Alexion Presents Promising Data on Ultomiris and Soliris at 2025 AAN Annual Meeting

On March 27, 2025, Alexion, AstraZeneca Rare Disease, announced it will present 21 abstracts—including three oral presentations—at the upcoming American Academy of Neurology (AAN) Annual Meeting in San Diego (April 5–9, 2025).
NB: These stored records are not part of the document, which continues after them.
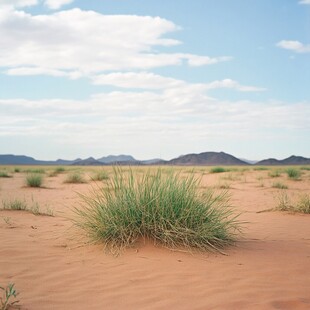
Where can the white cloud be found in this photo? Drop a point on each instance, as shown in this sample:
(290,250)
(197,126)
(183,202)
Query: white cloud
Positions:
(86,42)
(56,4)
(18,3)
(228,83)
(295,46)
(148,80)
(304,2)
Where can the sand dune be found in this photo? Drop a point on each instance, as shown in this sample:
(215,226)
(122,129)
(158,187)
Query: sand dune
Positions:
(52,269)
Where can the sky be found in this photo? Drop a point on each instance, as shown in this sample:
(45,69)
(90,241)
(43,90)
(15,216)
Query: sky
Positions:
(154,78)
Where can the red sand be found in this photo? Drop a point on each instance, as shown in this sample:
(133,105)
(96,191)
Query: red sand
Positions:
(45,258)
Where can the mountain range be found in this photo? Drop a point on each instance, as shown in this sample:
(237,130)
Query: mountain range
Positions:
(206,158)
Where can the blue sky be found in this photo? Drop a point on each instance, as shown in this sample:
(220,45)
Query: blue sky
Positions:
(154,78)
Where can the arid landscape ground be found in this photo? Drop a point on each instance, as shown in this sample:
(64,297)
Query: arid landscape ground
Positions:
(52,268)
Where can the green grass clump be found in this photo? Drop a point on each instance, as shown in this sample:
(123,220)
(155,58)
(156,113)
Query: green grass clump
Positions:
(274,173)
(35,170)
(293,173)
(34,180)
(9,292)
(100,176)
(75,178)
(4,174)
(302,204)
(279,185)
(218,170)
(165,208)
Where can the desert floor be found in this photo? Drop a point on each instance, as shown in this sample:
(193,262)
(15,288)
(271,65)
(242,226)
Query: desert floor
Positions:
(52,268)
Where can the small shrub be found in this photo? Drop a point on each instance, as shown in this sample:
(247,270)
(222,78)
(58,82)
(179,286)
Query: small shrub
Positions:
(218,170)
(35,170)
(284,203)
(293,173)
(162,207)
(307,168)
(75,178)
(14,205)
(34,180)
(9,292)
(303,205)
(274,174)
(4,174)
(279,185)
(22,206)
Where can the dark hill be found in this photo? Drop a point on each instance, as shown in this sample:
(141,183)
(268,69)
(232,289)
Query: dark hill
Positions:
(292,160)
(112,159)
(207,158)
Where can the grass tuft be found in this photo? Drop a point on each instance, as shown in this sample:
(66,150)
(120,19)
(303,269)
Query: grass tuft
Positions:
(14,205)
(279,185)
(4,174)
(301,206)
(293,173)
(274,173)
(9,292)
(19,205)
(34,180)
(165,208)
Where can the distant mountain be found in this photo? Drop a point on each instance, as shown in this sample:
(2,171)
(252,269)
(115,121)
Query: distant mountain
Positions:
(292,160)
(155,161)
(249,161)
(90,161)
(207,158)
(116,159)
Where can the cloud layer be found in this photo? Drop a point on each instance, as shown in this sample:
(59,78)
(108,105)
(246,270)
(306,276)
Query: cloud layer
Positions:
(77,43)
(295,46)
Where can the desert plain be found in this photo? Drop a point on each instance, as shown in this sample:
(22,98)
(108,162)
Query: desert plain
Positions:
(52,267)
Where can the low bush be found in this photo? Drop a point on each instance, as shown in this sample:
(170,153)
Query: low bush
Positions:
(293,173)
(162,207)
(34,180)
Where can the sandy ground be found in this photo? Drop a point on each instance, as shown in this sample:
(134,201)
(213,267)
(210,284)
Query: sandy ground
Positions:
(52,269)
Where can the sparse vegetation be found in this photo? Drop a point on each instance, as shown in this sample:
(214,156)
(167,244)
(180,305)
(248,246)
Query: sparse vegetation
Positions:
(279,185)
(14,205)
(274,174)
(302,205)
(165,208)
(34,180)
(75,177)
(35,170)
(9,292)
(293,173)
(4,174)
The presentations focus on long-term safety and efficacy data for **Ultomiris (ravulizumab)** and **Soliris (eculizumab)** in treating **neuromyelitis optica spectrum disorder (NMOSD)** and **generalised myasthenia gravis (gMG)**.

Highlights include:

- **CHAMPION-NMOSD trial** data showing that **no relapses occurred** among Ultomiris-treated patients during a median follow-up of over 170 weeks.
- Real-world data from Japan confirming Soliris' effectiveness in gMG patients, with sustained benefits across severity levels and for those switching to Ultomiris.
- Registry-based evidence demonstrating decreased corticosteroid use and fewer hospitalisations among gMG patients on C5 inhibitors.
- Biomarker research suggesting that glial fibrillary acidic protein (GFAP) and neurofilament light chain (NfL) levels may provide insights into disease activity in NMOSD, though not predictive of relapse risk.
- Early findings from a smartphone-based study (ME&MGopen™) show potential for digital tracking of daily symptom impact in gMG patients.
- Ongoing trials, including a Phase III study of Ultomiris in paediatric gMG and the PREVAIL trial of the investigational drug **gefurulimab**, were also featured.
- Project ASPIRE results shed light on health disparities in gMG, emphasizing the need for equitable access to care for people of color.

These findings further support the safety and long-term benefit of Ultomiris and Soliris, reinforcing Alexion's leadership in rare neurological disease care and its commitment to advancing treatment equity and patient-focused innovation.